Essa gente que vive à margem do amparo previdenciário e dos direitos trabalhistas, na ilusão de que são “empresários autônomos”, identifica-se com o discurso de Jair Bolsonaro, que prega a liberdade tanto para matar ladrões quanto para facilitar a “malandragem” para cada um ganhar a vida. Lula é visto por eles como um antiquado sindicalista que luta por empregos formais que já não existem e quer colocar o Estado atrapalhando as “virações” dos modernos “empresários”. Os garimpeiros são imediatistas. Ninguém está preocupado com o dia de amanhã porque, como os evangélicos pregam, “Deus proverá”.
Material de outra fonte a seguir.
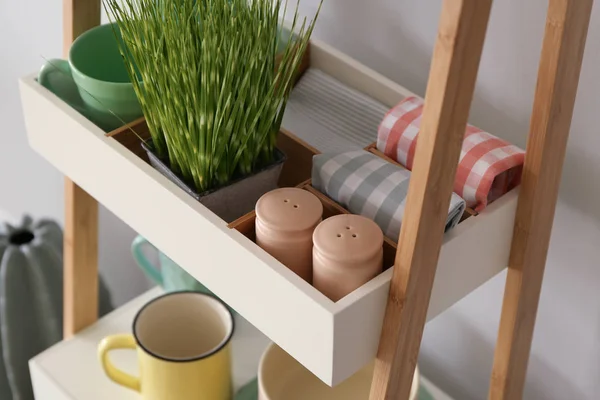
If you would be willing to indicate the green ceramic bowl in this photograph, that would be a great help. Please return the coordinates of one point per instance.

Quando 130 dos artistas e personalidades mais conhecidos declaram voto na esquerda, e Lula recebe o apoio de 90% dos intelectuais e cientistas do país, enquanto poucos cantores e jogadores de futebol se alinham com a direita, a esquerda já canta vitória. Subestima o número de brasileiros que nem sabem quem são Chico Buarque ou Caetano Veloso, e que só ouvem funk de desconhecidos ou sofrência sertaneja, quando não se fecham nos hinos gospel das igrejas evangélicas.


Essa mesma gente que antes tinha vergonha de sua ignorância hoje se sente autorizada pelo exemplo do presidente a questionar pensadores e sociólogos nas redes sociais postando vídeos ou textos com ideias rasas em português sofrível. E não é só por estarem intoxicados pelas escandalosas fake news, mas porque aplaudem, como se fossem acionistas, as notícias que celebram o lucro exorbitante da Petrobras à custa da alta da gasolina, a ascensão mundial da mineradora Vale sobre os cadáveres de Brumadinho, as exportações recordes de soja em grão e o sucesso das fábricas de armas do Brasil.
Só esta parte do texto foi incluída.